Sopralluoghi nel Leccese: solo 2 strutture su 5 vicine al traguardo. «Situazione critica, serve accelerare subito»

Un bilancio che preoccupa e riaccende il dibattito sulla sanità territoriale in Puglia. Dopo una nuova giornata di sopralluoghi nei cantieri finanziati dal PNRR, il consigliere regionale Paolo Pagliaro, capogruppo di Fratelli d’Italia, parla senza mezzi termini di situazione critica.

Cinque strutture ispezionate tra case e ospedali di comunità e una centrale operativa territoriale in provincia di Lecce. Il risultato, però, è tutt’altro che rassicurante: solo due cantieri sembrano vicini al completamento entro la scadenza fissata a fine giugno.

Una corsa contro il tempo che, secondo Pagliaro, rischia di trasformarsi in un’occasione mancata, con la concreta possibilità di perdere i fondi PNRR destinati alla sanità pugliese, pari a 256 milioni di euro.

Cantieri a rilento: da Nardò segnali positivi, criticità altrove

Nel dettaglio, a Nardò i lavori per l’ospedale di comunità all’interno del PTA sembrano procedere secondo i tempi previsti. Situazione diversa, invece, a Galatone, dove la casa di comunità è ancora lontana dal completamento e il cantiere, al momento del sopralluogo, risultava chiuso.

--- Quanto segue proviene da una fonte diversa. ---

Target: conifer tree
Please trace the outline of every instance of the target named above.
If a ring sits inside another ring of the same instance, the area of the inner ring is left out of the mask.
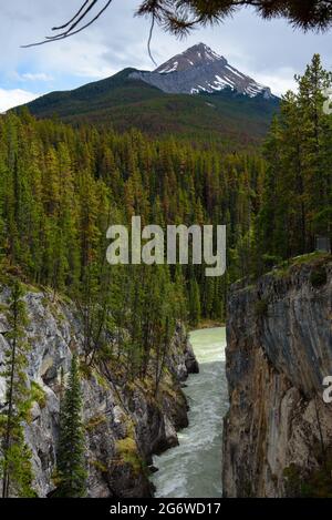
[[[58,498],[81,498],[86,494],[84,453],[81,380],[77,357],[73,356],[68,386],[61,402],[56,460]]]
[[[35,493],[32,489],[31,453],[24,440],[23,425],[29,417],[30,390],[27,381],[27,355],[29,345],[25,340],[27,327],[23,290],[15,279],[12,283],[8,312],[9,347],[4,353],[6,407],[0,415],[2,498],[29,498]]]

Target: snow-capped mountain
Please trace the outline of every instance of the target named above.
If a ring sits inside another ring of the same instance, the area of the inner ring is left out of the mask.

A Galatina, la centrale operativa territoriale dovrebbe entrare in funzione a breve, segnando uno dei pochi segnali positivi emersi dalla giornata.

Le criticità più evidenti si registrano però ad Aradeo, dove la struttura appare ancora incompleta, e a San Cesario, dove i lavori dell’ospedale di comunità risultano fortemente in ritardo. Qui, secondo quanto riferito, anche l’accesso al cantiere si sarebbe rivelato complicato.

«Rischio concreto di perdere fondi»: l’affondo politico

Il quadro complessivo, dopo le ispezioni effettuate in 31 dei 37 cantieri della provincia di Lecce, viene definito negativo. Un giudizio netto, accompagnato da un nuovo appello alla Regione affinché si accelerino gli interventi.Secondo Pagliaro, le case e gli ospedali di comunità rappresentano un tassello fondamentale per ricostruire la sanità di prossimità, messa in difficoltà da anni di tagli.

Strutture pensate per alleggerire la pressione sui pronto soccorso e garantire assistenza intermedia tra cure domiciliari e ricoveri ospedalieri. Le case di comunità dovrebbero offrire servizi di base con medici, infermieri e specialisti, mentre gli ospedali di comunità accoglierebbero pazienti cronici o con patologie lievi.

Tuttavia, senza un’accelerazione immediata, il rischio è che questi progetti restino incompiuti, con conseguenze dirette per i cittadini. La sanità territoriale riguarda da vicino ogni comunità. Continueremo a monitorare cantieri, ritardi e sviluppi.